UNIX / Linux keyboard.

Mirroring Data and Making Backups with rsync

Mirroring Data and Synchronizing File Systems with rsync

The rsync command can easily and quickly meet several goals on Linux, BSD, and other platforms. You can use it locally, within one host, but it's especially useful for mirroring data from one host to another. You can run it on either the source or destination host.

Backups are absolutely vital. You can use rsync to make a complete mirror image of a file system on another system.

You can recursively copy a directory structure while preserving file permissions and modification and access timestamps. Symbolic links in terms of both absolute and relative paths will be recreated. (So would device-special files, named pipes, and sockets, but those are much less likely to be an issue)

Web site maintenance can become much easier.

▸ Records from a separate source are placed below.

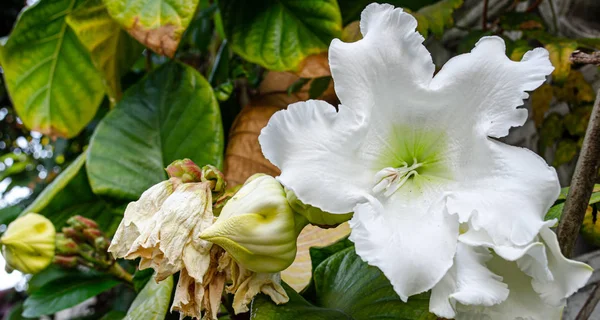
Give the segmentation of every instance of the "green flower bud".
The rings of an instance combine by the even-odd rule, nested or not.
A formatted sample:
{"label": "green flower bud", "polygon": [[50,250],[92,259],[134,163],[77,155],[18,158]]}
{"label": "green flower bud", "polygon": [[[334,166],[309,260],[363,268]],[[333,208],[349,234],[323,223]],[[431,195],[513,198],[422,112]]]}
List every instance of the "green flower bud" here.
{"label": "green flower bud", "polygon": [[335,227],[340,223],[346,222],[352,218],[352,212],[344,214],[333,214],[325,212],[317,207],[313,207],[309,204],[305,204],[298,199],[294,191],[285,189],[285,196],[287,197],[288,203],[296,212],[304,216],[308,222],[317,225],[322,228]]}
{"label": "green flower bud", "polygon": [[79,252],[79,246],[71,239],[67,238],[63,233],[56,234],[56,253],[62,255],[74,255]]}
{"label": "green flower bud", "polygon": [[54,257],[55,235],[54,225],[42,215],[17,218],[0,238],[7,266],[31,274],[44,270]]}
{"label": "green flower bud", "polygon": [[75,256],[55,256],[53,262],[67,269],[75,268],[79,265],[79,260]]}
{"label": "green flower bud", "polygon": [[213,196],[225,192],[227,186],[225,176],[215,166],[208,164],[202,167],[202,181],[210,182],[210,190],[213,192]]}
{"label": "green flower bud", "polygon": [[275,178],[254,175],[200,238],[223,247],[249,270],[278,272],[294,261],[296,238],[306,223],[294,214]]}
{"label": "green flower bud", "polygon": [[190,159],[175,160],[165,170],[169,177],[179,178],[183,183],[202,179],[202,169]]}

You can make changes and additions to a local copy, and then use rsync to synchronize what's on the server with the local copy.

The rsync command only transfers data as needed, making it very efficient. And, it transfers via SSH for security.

Advantages: rsync > ssh+tar

Mirroring Data with ssh and tar

You can also use a combination of ssh and tar to make a mirror image of a directory tree, either from local to remote or remote to local. However, a great advantage of rsync is that it only transfers what it needs to.

By default, rsync makes only a quick check based on size or modification time to decide what it needs to transfer. It deals with timezones as needed — my web server runs on UTC and my home system and laptop on local time, but this still works regardless of how the systems are spread across the Internet. The file system actually stores the time and offset from UTC, use the stat command to verify that for yourself. However, you can use the --checksum option to instead analyze content to decide what needs to be transferred.

How to Use rsync

Below is an example of using rsync. I have just edited several files on my web site, editing the files on my local machine. Now I want to upload all the changes to my server. If the changes include creating new directories, files, or symbolic links, all of those will be created on the remote system. As for the options:

-a
Archive mode: Recursively follow the directory tree structure preserving owners, groups, permissions, modification timestamps, symbolic links, and device-special files. You have to do this as root to create device nodes or change ownership. Add the -U or --atimes option to also preserve access timestamps.

-v
Verbose mode, narrate the list of transferred files.

--progress
Show the progress for individual files. This is very useful when large files are involved, to assure you that it's working. It also shows the network performance.

--exclude xyz
Exclude paths containing the string xyz. You can use this multiple times. The following example will not copy vi/vim swap files named *.swp or directories named old-css or old-js.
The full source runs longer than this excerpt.